Lead stars, Kaipo Leopoldino & Chardonnay Pao, singing a duet in “Little Shop of Horrors.” Photo courtesy of Jordan Zizzi.

During the entire show, there was nothing but cheering from the audience, and the cast was able to successfully feed off of their energy.

“The feel of opening night is always electric and it’s the first time you have an audience there,” Morris said. “[The cast] starts getting reactions back from the audience, seeing what’s funny, and what the audience like.”

From Seymour’s (played by Kaipo Leopoldino) timid yet charismatic personality to Audrey II’s (voiced by Scott Lewis) demanding although persuasive ways to get Seymour to provide it with more blood, there was nothing but laughter coming form the audience.

The crowd for opening night on Thursday, April 18, although small, was big enough for the cast to vibe off of and was “one of our performances,” Morris said.

Two members of the cast, Leopoldino, 20, who played Seymour Krelborn, and Martin Moore, 18, who played Audrey II puppeteer, both agreed that opening night was fun and a good first night.

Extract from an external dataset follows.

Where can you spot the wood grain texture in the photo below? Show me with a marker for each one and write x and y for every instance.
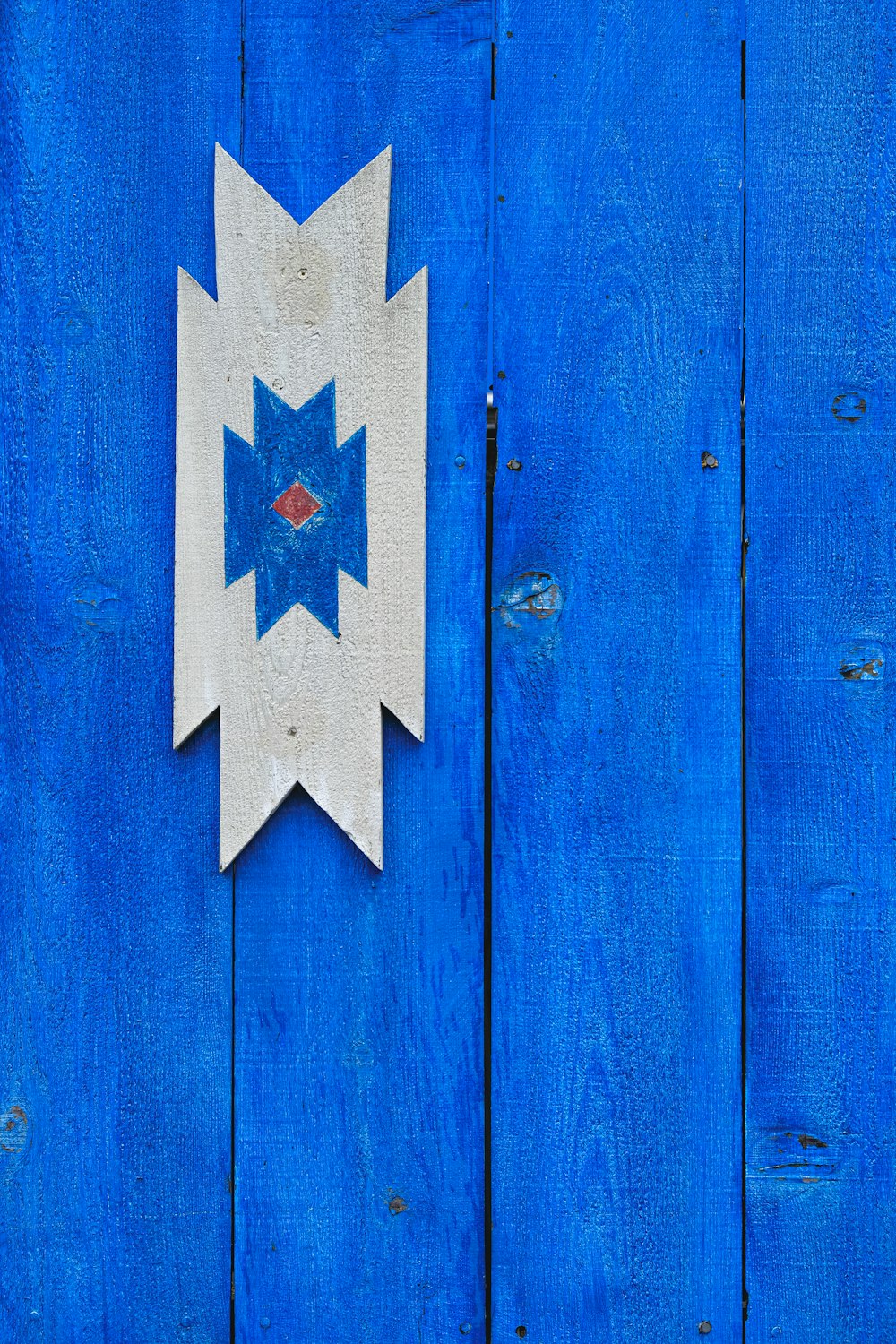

For Leopoldino, this will be his third play and biggest lead role to date. He has previously starred in Chaminade’s production of “Oliver” and “The 25th Annual Putnam County Spelling Bee.”

For having previous knowledge of the play, Leopoldino knew he wanted to audition for the awkward yet adorable role of Seymour. When asked why he had auditioned for the role, he said Seymour and himself have similar traits. From not being able to talk to your crush to Seymour’s geekiness, Leopoldino was able to embody the role of his character.

“My favorite song was ‘The Meek Shall Inherit,’” Leopoldino said. “Everything is being thrown at him at once and he is realizing how much success he can garner from feeding the plant but he is torn between what his conscience is telling him he is doing is wrong and his love for Audrey and wanting to impress her, which is what drives him to keep doing it.”

Like many performers, Leopoldino was very nervous on opening night. He didn’t know exactly what to expect since he knew the play contained comedic moments and lines that he had to memorize.

“… But up until we get an audience, you don’t know how people are going to react to the lines,” Leopoldino said.